Peki adı niye mi değişti?
Rivayete göre;
Stadyuma gelenler, o tribüne bakıp bakıp, “Ne yani, orada oturanlar şerefli de biz değil miyiz kardeşim?” diye yüksek sesle sorgulamaya başlayınca, adını değiştirmek zorunda kalmışlar.
İyi de olmuş…
Şehir protokolü, şimdi daha bir gönül rahatlığı içinde stada gelip maçları izliyor.
*
Protokol Tribünü`nün diğer tribünlerden fiziki anlamda farkına gelince…
Koltukları daha konforlu, TV`li…
Devre arasında yiyecek-içecek ikramı bol…
Sahayı görüş mesafesi süper…
Tek kötü yanı, hemen altında Basın Tribünü`nün olması…
Kimler gelmiş diye şöyle bir aşağıya bakayım dedim, sonra vazgeçtim, yanlış anlaşılır “Selo basına tepeden bakıyor” derler diye korktum…
Hele bir de bakarken elimdeki su dolu pet şişeyi aşağı düşürsem yanlışlıkla, al başına belayı!
“Oraya geliriz, hepinizi yazarız!” tezahüratlarıyla inleyebilirdi basın tribünü…
Yeni stadyumda bu tür riskleri göz almışlardır umarım.
*
Açık söylemek gerekirse;
Protokol Tribünü`ne belediye bürokratlarının maça ilgisi şaşırttı beni…
Bursaspor sevdasından mı kaynaklanıyordu bu ilgi, yoksa Başkan Recep Altepe`den mi, çözemedim…

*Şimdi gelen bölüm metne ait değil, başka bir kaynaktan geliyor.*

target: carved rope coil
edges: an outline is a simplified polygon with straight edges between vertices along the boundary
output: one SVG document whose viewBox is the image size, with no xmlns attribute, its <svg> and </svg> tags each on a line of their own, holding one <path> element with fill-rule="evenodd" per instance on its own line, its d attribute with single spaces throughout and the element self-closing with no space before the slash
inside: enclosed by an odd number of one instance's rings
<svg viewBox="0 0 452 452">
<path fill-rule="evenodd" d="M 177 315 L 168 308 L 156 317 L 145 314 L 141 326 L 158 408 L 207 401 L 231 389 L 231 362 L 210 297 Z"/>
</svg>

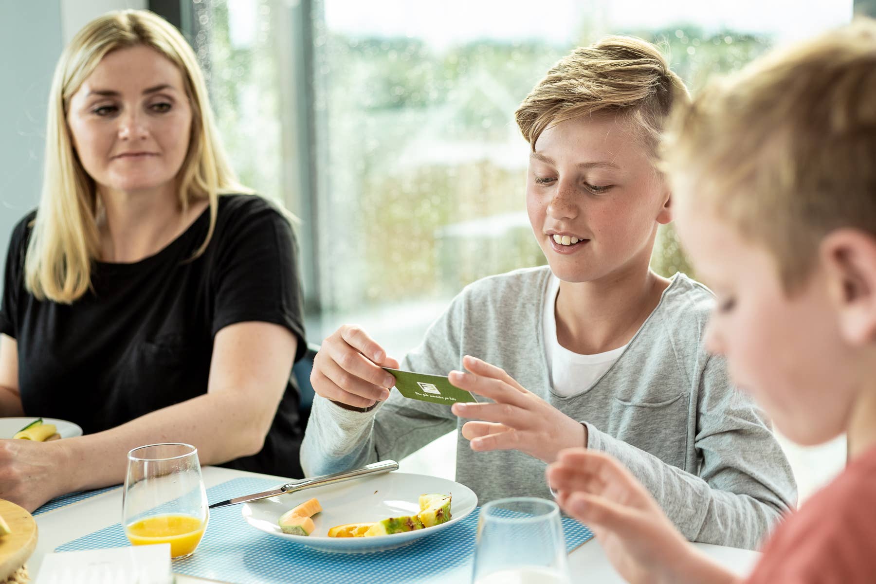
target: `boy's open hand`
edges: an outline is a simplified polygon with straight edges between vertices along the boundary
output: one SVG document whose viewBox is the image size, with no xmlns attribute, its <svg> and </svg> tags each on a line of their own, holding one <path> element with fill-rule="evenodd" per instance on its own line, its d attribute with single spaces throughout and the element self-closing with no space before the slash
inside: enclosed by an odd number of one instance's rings
<svg viewBox="0 0 876 584">
<path fill-rule="evenodd" d="M 463 365 L 470 373 L 451 371 L 450 383 L 495 402 L 453 405 L 456 415 L 478 420 L 463 426 L 472 450 L 519 450 L 551 462 L 562 449 L 586 445 L 583 425 L 523 388 L 505 370 L 468 355 Z"/>
<path fill-rule="evenodd" d="M 562 510 L 593 531 L 628 582 L 734 581 L 689 545 L 645 487 L 605 453 L 564 450 L 547 476 Z"/>
</svg>

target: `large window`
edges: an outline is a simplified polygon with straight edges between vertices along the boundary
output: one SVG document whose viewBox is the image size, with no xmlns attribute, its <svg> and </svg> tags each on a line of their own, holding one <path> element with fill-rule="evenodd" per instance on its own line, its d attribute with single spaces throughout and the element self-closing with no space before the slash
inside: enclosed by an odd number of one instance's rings
<svg viewBox="0 0 876 584">
<path fill-rule="evenodd" d="M 528 151 L 513 112 L 560 57 L 636 35 L 658 43 L 696 92 L 852 12 L 851 0 L 193 6 L 236 168 L 302 219 L 311 341 L 358 322 L 399 357 L 466 284 L 544 262 L 524 211 Z M 653 265 L 689 270 L 671 228 Z"/>
<path fill-rule="evenodd" d="M 533 6 L 537 6 L 533 8 Z M 287 204 L 308 333 L 356 321 L 393 354 L 466 284 L 544 262 L 524 212 L 520 100 L 572 47 L 659 43 L 696 91 L 851 2 L 200 0 L 195 44 L 244 182 Z M 671 229 L 653 267 L 688 271 Z"/>
</svg>

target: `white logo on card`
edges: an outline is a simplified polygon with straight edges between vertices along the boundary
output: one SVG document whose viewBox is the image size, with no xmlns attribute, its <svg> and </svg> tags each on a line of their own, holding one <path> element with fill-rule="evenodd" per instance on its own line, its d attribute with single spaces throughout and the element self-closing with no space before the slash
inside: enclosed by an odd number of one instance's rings
<svg viewBox="0 0 876 584">
<path fill-rule="evenodd" d="M 441 391 L 439 391 L 438 388 L 434 386 L 434 383 L 424 383 L 421 381 L 418 381 L 417 385 L 419 385 L 420 389 L 421 389 L 426 393 L 431 393 L 435 396 L 441 395 Z"/>
</svg>

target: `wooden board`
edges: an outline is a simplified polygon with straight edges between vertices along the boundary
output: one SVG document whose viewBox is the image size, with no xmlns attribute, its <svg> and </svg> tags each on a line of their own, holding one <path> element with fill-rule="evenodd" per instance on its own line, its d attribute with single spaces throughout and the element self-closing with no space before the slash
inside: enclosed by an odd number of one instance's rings
<svg viewBox="0 0 876 584">
<path fill-rule="evenodd" d="M 0 536 L 0 580 L 25 565 L 37 546 L 37 522 L 24 509 L 0 499 L 0 517 L 12 532 Z"/>
</svg>

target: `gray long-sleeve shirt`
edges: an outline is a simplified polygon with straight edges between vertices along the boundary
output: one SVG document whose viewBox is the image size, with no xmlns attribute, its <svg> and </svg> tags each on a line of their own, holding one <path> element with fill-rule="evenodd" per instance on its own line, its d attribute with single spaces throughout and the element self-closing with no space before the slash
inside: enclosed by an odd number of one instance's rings
<svg viewBox="0 0 876 584">
<path fill-rule="evenodd" d="M 704 352 L 714 298 L 677 274 L 626 350 L 592 385 L 551 391 L 541 313 L 548 267 L 467 286 L 401 369 L 447 375 L 471 355 L 587 426 L 589 448 L 620 460 L 688 539 L 752 549 L 796 502 L 796 486 L 760 410 L 730 385 L 723 359 Z M 308 475 L 400 460 L 465 422 L 448 405 L 392 391 L 367 412 L 317 396 L 301 447 Z M 456 480 L 484 503 L 549 498 L 545 463 L 519 451 L 476 453 L 460 434 Z"/>
</svg>

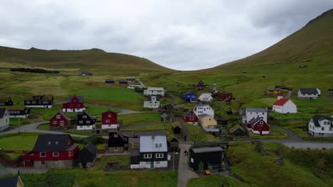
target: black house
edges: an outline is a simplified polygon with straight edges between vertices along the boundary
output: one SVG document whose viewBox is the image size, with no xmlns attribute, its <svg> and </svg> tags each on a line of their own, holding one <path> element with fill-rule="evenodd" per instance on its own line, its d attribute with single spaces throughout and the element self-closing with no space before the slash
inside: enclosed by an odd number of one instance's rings
<svg viewBox="0 0 333 187">
<path fill-rule="evenodd" d="M 107 147 L 110 153 L 124 152 L 125 149 L 128 149 L 128 137 L 119 130 L 109 131 Z"/>
<path fill-rule="evenodd" d="M 11 98 L 3 97 L 0 98 L 0 106 L 12 106 L 13 101 Z"/>
<path fill-rule="evenodd" d="M 193 171 L 208 169 L 216 172 L 223 164 L 223 150 L 221 147 L 194 148 L 190 151 L 190 166 Z"/>
<path fill-rule="evenodd" d="M 84 169 L 90 168 L 96 159 L 97 149 L 95 144 L 91 142 L 88 143 L 78 154 L 79 165 Z"/>
<path fill-rule="evenodd" d="M 53 96 L 41 95 L 28 97 L 24 100 L 24 106 L 35 108 L 51 108 L 53 105 Z"/>
</svg>

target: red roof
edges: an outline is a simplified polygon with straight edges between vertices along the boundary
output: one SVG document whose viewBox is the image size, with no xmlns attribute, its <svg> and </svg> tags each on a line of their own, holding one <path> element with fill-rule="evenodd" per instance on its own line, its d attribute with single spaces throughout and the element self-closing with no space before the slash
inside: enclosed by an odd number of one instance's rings
<svg viewBox="0 0 333 187">
<path fill-rule="evenodd" d="M 289 98 L 280 98 L 280 99 L 276 101 L 275 103 L 274 103 L 273 105 L 284 106 L 285 104 L 285 103 L 287 103 L 287 101 L 289 101 Z"/>
</svg>

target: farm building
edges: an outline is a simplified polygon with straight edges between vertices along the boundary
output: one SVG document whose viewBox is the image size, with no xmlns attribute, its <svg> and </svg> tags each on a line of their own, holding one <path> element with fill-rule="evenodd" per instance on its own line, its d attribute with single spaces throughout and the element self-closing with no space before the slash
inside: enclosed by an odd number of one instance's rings
<svg viewBox="0 0 333 187">
<path fill-rule="evenodd" d="M 72 128 L 73 120 L 68 118 L 61 110 L 59 110 L 54 116 L 50 120 L 50 127 L 53 130 L 56 129 L 69 129 Z"/>
<path fill-rule="evenodd" d="M 9 128 L 9 113 L 7 109 L 0 108 L 0 131 Z"/>
<path fill-rule="evenodd" d="M 109 131 L 107 150 L 109 153 L 124 152 L 128 149 L 128 137 L 124 135 L 119 130 Z"/>
<path fill-rule="evenodd" d="M 118 114 L 107 110 L 102 113 L 102 129 L 117 129 L 119 126 Z"/>
<path fill-rule="evenodd" d="M 331 118 L 316 115 L 308 124 L 309 133 L 315 137 L 333 137 L 333 115 Z"/>
<path fill-rule="evenodd" d="M 165 168 L 168 166 L 166 136 L 140 136 L 139 150 L 131 152 L 131 169 Z"/>
<path fill-rule="evenodd" d="M 63 112 L 76 113 L 82 112 L 85 110 L 85 99 L 83 96 L 69 96 L 67 98 L 67 103 L 63 103 Z"/>
<path fill-rule="evenodd" d="M 33 149 L 22 156 L 24 166 L 72 169 L 80 151 L 70 135 L 40 135 Z"/>
<path fill-rule="evenodd" d="M 53 106 L 53 96 L 41 95 L 27 97 L 24 99 L 24 106 L 30 108 L 51 108 Z"/>
<path fill-rule="evenodd" d="M 223 164 L 223 149 L 221 147 L 194 148 L 190 150 L 189 165 L 193 171 L 217 172 Z"/>
<path fill-rule="evenodd" d="M 194 111 L 189 110 L 183 115 L 183 120 L 188 123 L 198 125 L 198 116 Z"/>
<path fill-rule="evenodd" d="M 96 156 L 96 147 L 91 142 L 88 143 L 78 154 L 79 166 L 84 169 L 90 168 L 94 164 Z"/>
<path fill-rule="evenodd" d="M 105 84 L 115 84 L 115 79 L 105 79 Z"/>
</svg>

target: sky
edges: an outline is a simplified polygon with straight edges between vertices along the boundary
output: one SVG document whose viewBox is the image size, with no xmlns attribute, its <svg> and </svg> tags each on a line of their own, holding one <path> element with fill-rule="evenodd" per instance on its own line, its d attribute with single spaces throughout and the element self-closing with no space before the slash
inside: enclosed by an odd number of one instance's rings
<svg viewBox="0 0 333 187">
<path fill-rule="evenodd" d="M 0 0 L 0 45 L 99 48 L 201 69 L 265 50 L 332 8 L 332 0 Z"/>
</svg>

Protokolde yer bulamayanlar hemen sağında ve solundaki VİP A ve B tribünlerini doldurmuştu.
Siyasilerin sayısı azdı tribünde…
CHP`li eski milletvekili Kemal Demirel`i saymıyorum, onun protokolde kombinesi var!

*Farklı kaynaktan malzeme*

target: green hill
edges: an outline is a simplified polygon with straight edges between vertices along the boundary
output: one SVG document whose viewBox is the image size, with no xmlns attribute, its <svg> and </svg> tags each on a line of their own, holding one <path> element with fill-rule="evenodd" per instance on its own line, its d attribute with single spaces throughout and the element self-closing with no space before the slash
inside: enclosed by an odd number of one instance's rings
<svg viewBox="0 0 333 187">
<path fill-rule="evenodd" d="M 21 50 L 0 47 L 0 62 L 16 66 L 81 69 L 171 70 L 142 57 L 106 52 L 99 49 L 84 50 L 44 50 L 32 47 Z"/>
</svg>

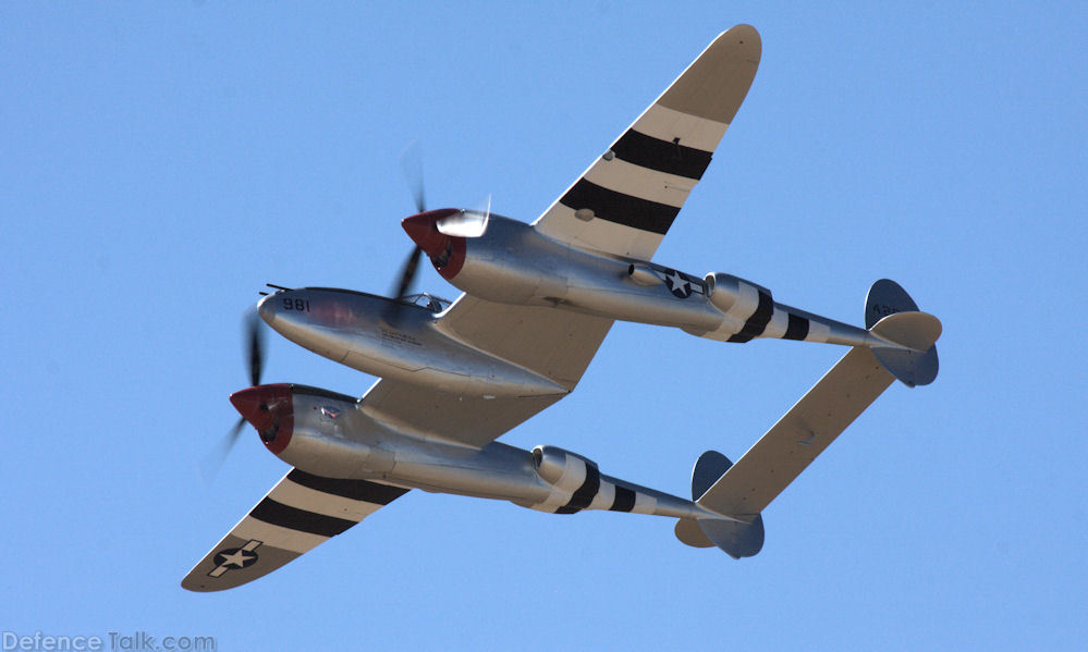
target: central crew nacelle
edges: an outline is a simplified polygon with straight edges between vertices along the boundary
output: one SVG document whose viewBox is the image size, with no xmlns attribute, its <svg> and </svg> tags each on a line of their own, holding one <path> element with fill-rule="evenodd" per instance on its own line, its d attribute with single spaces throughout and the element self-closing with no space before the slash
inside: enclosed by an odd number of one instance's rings
<svg viewBox="0 0 1088 652">
<path fill-rule="evenodd" d="M 896 346 L 865 329 L 778 304 L 769 290 L 731 274 L 700 279 L 648 261 L 595 254 L 501 216 L 488 216 L 476 237 L 440 231 L 461 212 L 428 211 L 402 225 L 444 279 L 479 298 L 675 327 L 729 342 L 780 337 Z"/>
<path fill-rule="evenodd" d="M 272 454 L 322 478 L 506 500 L 554 514 L 719 516 L 692 501 L 606 476 L 595 463 L 554 446 L 530 452 L 491 442 L 475 448 L 413 436 L 368 410 L 365 397 L 279 383 L 235 392 L 231 403 Z"/>
</svg>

Yeri hiç değişmez, her daim Teksas tribünlerine bakan tarafta oturur maçlarda…
Önceki akşamki maçta, bir ara Civelli`nin vurduğu top, Kemal Bey`in oturduğu yere kadar gelince, kameralar çekecek diye heyecan yaptı.
Neyse ki, AK Parti Milletvekili Hakan Çavuşoğlu, mükemmel bir refleksle topu yumruklayıp taça atmayı başardı.

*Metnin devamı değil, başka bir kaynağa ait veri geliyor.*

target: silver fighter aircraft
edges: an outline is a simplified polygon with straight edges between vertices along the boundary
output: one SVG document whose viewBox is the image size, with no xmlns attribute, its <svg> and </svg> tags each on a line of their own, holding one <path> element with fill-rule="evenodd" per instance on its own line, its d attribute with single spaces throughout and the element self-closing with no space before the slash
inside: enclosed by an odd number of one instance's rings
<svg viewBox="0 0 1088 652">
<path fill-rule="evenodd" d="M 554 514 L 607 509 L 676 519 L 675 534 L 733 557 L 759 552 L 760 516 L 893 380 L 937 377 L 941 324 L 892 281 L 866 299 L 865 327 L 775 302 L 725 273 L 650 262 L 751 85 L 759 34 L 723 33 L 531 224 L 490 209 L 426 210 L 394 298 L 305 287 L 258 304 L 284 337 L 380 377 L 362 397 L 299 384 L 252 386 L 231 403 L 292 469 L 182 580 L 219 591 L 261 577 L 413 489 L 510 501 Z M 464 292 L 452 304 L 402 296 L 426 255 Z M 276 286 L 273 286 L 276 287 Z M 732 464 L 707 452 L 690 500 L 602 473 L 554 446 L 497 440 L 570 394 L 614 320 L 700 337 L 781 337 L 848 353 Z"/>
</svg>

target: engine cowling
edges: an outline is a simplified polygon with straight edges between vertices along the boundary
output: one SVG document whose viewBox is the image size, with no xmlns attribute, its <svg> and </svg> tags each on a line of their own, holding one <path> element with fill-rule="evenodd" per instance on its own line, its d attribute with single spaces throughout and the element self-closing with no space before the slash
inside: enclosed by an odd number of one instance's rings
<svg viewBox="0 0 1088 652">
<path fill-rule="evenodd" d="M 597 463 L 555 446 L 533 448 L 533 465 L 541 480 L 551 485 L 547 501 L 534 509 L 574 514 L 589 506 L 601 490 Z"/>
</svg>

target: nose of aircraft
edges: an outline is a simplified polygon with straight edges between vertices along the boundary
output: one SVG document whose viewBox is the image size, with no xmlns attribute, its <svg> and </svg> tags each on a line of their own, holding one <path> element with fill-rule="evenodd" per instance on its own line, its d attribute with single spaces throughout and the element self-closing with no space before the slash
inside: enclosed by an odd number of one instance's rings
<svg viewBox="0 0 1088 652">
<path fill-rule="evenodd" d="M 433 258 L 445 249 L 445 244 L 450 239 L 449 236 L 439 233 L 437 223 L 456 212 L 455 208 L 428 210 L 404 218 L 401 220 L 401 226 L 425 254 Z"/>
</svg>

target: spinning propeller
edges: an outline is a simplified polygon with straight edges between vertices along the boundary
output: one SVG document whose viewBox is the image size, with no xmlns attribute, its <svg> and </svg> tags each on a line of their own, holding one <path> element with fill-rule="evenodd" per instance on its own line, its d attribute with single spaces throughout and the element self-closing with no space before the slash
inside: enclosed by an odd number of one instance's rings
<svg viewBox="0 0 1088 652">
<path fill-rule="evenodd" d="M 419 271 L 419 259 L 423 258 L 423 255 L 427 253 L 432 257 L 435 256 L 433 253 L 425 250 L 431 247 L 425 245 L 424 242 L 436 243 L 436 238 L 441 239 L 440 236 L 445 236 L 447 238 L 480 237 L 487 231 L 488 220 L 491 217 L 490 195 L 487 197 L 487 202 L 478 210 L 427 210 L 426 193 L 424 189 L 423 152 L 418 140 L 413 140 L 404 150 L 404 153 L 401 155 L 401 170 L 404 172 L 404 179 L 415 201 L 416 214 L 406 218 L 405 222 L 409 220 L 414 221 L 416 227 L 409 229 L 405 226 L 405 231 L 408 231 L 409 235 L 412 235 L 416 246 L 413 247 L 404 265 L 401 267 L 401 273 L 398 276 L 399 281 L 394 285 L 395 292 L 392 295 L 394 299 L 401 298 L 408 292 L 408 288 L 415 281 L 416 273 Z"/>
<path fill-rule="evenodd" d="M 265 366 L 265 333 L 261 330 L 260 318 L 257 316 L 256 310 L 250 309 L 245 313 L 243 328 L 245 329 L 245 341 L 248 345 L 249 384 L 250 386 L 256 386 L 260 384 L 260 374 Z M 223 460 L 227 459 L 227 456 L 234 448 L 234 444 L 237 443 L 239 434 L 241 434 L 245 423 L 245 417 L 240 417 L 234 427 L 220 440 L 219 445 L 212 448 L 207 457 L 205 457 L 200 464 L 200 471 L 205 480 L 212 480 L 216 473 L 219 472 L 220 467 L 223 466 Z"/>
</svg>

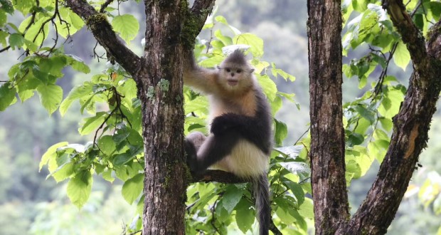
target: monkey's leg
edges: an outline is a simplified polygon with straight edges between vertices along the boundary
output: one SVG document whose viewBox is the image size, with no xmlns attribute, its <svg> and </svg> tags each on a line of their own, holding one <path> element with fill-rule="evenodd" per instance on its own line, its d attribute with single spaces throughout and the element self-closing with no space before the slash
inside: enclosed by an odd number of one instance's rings
<svg viewBox="0 0 441 235">
<path fill-rule="evenodd" d="M 193 172 L 201 173 L 231 153 L 240 136 L 233 130 L 225 134 L 210 135 L 206 139 L 198 151 L 196 162 L 190 165 Z"/>
</svg>

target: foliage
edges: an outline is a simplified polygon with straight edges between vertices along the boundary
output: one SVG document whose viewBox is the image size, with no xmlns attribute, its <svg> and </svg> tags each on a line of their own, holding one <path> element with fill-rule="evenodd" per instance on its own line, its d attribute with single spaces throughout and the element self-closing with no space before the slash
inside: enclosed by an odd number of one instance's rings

Hakan Bey`in bu kurtarışını görünce, Bursaspor`un kaleci Frey`e verdiği paralara bir kez daha üzüldüm…
İkisi de aynı yaşta üstelik!
Laf aramızda;
Tribünde gözlem yapmaktan maça konsantre olamadım…
Üç koltuk önümde devlet erkanı…
Hemen arkamdaki kolkuklarda ise Beşiktaşlı yöneticiler…
Ne hakemlere saydırabildim, ne rakip takımın oyuncularına `yuh` çekebildim…
Büyükşehir Belediye Başkanı Recep Altepe ile Beşiktaş Başkanı Fikret Orman, maçın sonunu beklemeden ayrılmalarına da anlam veremedim…
Golü de göremediler.
Totem mi yaptılar acaba?
Bu arada;
Beni Protokol Tribünü`nde görenler arasında bu durumu hayra yoranlar da vardı, şer`re yoranlar da…
Devre arasında aralarında konuşurken kulaklarımla duydum, “Bu Atatürk Stadı`nın yıkılacak olmasının bir işaretidir arkadaşlar! Bol bol hatıra fotoğrafı çektirelim biz de!” diyorlardı.